On peut ne pas oser regarder ses côtés sombres. On peut
s'illusionner. Bref, on peut pratiquer la méditation sans que cela
transforme notre être de manière décisive. C'est un travail
toujours renouvelé que d'aller au-delà de la confusion et des
illusions, de revenir encore et encore à l'attention soutenue. Il
n'y a aucune garantie que vous atteigniez l’Éveil d'un Bouddha :
cela se gagne.
Je donnerai un seul contre-exemple d'un
méditant qui n'est pas un homme de paix.
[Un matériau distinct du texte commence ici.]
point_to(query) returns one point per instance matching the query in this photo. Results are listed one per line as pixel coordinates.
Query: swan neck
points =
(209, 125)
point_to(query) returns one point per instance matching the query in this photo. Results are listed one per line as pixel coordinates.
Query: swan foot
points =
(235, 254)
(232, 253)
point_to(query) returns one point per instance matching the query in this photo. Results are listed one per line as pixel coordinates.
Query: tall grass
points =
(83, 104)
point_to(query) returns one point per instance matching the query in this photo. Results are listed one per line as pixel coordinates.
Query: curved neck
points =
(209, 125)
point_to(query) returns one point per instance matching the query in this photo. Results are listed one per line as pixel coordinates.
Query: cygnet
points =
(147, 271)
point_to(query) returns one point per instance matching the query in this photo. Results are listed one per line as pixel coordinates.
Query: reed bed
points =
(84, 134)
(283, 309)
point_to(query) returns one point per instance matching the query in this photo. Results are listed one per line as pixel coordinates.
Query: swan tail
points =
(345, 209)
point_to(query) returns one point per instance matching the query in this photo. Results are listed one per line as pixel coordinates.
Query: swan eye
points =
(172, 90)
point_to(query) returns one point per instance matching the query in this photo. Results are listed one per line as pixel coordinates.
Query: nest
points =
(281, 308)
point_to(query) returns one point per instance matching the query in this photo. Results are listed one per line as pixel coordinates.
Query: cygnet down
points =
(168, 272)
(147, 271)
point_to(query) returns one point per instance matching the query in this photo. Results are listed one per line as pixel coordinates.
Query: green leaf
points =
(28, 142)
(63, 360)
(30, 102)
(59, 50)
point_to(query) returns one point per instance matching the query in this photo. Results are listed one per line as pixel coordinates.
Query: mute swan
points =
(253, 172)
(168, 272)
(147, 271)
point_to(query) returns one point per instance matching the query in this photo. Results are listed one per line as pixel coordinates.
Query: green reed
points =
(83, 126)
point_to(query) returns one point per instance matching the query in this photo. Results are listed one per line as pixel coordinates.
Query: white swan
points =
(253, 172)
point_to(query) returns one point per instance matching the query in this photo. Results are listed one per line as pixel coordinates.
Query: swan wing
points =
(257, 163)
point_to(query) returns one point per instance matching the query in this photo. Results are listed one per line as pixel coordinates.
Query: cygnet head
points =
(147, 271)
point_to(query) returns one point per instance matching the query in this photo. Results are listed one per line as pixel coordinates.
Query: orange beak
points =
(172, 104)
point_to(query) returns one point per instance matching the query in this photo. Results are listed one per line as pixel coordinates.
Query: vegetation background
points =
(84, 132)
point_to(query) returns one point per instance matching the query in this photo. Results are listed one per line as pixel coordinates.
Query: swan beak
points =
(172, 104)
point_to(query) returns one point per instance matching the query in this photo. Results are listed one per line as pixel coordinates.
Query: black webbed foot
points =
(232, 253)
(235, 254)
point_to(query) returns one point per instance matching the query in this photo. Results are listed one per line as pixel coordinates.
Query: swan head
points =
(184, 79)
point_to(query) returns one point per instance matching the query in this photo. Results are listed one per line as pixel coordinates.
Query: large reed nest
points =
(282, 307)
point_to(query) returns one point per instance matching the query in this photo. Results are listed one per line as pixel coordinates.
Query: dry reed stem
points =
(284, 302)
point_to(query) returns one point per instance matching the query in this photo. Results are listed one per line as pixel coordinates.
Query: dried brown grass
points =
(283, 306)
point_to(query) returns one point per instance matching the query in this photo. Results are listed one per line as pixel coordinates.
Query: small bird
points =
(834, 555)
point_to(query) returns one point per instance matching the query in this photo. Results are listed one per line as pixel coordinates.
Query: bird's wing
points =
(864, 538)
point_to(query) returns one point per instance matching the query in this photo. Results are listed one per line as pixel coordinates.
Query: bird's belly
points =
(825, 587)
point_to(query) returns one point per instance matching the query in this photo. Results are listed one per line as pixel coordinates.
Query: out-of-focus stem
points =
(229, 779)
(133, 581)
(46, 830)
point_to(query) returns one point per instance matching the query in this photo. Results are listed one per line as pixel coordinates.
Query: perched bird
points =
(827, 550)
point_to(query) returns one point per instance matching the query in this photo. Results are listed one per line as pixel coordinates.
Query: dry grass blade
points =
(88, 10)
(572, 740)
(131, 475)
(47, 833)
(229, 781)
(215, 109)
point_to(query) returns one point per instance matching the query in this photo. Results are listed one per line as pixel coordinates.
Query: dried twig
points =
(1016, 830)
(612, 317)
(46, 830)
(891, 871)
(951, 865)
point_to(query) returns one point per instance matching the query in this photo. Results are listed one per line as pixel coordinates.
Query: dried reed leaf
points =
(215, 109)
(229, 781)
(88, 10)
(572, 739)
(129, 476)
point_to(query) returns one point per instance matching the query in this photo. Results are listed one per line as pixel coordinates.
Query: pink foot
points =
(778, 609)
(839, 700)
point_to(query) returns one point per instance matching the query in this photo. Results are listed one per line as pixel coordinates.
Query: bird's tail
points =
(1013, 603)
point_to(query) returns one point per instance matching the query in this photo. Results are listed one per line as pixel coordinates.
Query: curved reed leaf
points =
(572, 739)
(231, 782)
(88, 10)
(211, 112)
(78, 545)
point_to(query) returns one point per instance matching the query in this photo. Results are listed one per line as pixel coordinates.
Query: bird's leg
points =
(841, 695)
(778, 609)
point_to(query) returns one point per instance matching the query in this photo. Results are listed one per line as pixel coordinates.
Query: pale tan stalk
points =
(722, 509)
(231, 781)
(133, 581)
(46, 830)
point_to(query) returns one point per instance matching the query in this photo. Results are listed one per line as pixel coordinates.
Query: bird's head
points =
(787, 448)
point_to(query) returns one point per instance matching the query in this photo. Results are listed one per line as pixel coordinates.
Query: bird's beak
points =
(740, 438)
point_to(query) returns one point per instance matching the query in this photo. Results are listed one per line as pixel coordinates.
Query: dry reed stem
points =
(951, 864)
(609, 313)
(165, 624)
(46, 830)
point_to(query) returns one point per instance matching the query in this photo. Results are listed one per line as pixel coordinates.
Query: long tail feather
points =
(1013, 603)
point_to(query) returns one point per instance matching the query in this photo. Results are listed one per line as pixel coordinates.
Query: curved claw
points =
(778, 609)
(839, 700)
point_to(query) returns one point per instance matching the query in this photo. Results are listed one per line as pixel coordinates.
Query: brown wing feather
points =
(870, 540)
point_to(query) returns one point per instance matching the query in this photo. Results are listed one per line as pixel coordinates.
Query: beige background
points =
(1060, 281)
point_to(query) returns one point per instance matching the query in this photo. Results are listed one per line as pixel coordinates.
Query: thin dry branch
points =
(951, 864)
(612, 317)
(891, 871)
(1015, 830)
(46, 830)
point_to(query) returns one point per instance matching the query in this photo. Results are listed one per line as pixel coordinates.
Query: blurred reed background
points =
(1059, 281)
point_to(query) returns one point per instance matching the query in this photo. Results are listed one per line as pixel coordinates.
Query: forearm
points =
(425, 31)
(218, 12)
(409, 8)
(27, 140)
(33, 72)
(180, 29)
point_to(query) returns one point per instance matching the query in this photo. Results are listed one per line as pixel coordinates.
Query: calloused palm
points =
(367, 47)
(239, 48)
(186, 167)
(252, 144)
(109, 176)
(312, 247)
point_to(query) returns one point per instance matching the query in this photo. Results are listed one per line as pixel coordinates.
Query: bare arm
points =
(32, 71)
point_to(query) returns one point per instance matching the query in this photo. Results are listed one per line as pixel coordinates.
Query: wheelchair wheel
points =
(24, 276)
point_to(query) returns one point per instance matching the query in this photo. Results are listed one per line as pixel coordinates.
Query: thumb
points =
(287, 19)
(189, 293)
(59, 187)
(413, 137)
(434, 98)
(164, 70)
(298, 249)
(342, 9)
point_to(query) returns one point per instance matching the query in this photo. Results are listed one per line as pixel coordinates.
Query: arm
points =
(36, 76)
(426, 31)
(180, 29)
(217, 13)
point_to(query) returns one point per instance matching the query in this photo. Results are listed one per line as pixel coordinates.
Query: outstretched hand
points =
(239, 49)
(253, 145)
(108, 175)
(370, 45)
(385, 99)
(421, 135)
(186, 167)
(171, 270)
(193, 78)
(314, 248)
Le moine Wirathu est ce
moine birman qui, au nom du nationalisme birman, appelle à massacrer
les membres de la communauté musulmane Rohingya en Birmanie. Il y a
eu un documentaire sur ce personnage douteux : « Le
Vénérable W » de Barbet Scroeder (2017). Dans une
interview, Wirathu explique qu'il a aimé la prison, car cela avait
été pour lui l'occasion de pratiquer la méditation. Donc Wirathu
médite. Certainement mal, mais il médite. Et il fait l'apologie de la haine, de la dissension et d'une
guerre civile complètement atroce.
Donc méditer ne suffit pas pour
extirper la haine et les germes de la guerre hors de son esprit. Il
faut bien pratiquer la méditation, et y faire, naître encore et
encore l'amour bienveillant, la compassion, la joie et l'équanimité,
contre ceux qui font du bouddhisme une identité guerrière. Il faut
affronter sa propre part d'ombre. Dans l'Antiquité, Térence
disait : « Je suis humain, et rien de ce qui est humain
ne m'est étranger ». Cela doit servir d'avertissement :
la méditation seule ne fait pas de nous un homme de paix. La paix se
gagne à travers un long cheminement spirituel.
5°)
Quel type de méditation enseigner aux enfants ?
Rien que dans le bouddhisme, le panel
des différentes techniques de méditation est vaste. La question
est : que va-t-on apprendre aux enfants en respectant leur
nature d'enfant ? Et comment enseigner une technique
particulière pour que les enfants puissent s'y retrouver ? Je
vais me contenter ici de poser ces questions, car je ne suis pas du
tout un spécialiste de la méditation pour les enfants.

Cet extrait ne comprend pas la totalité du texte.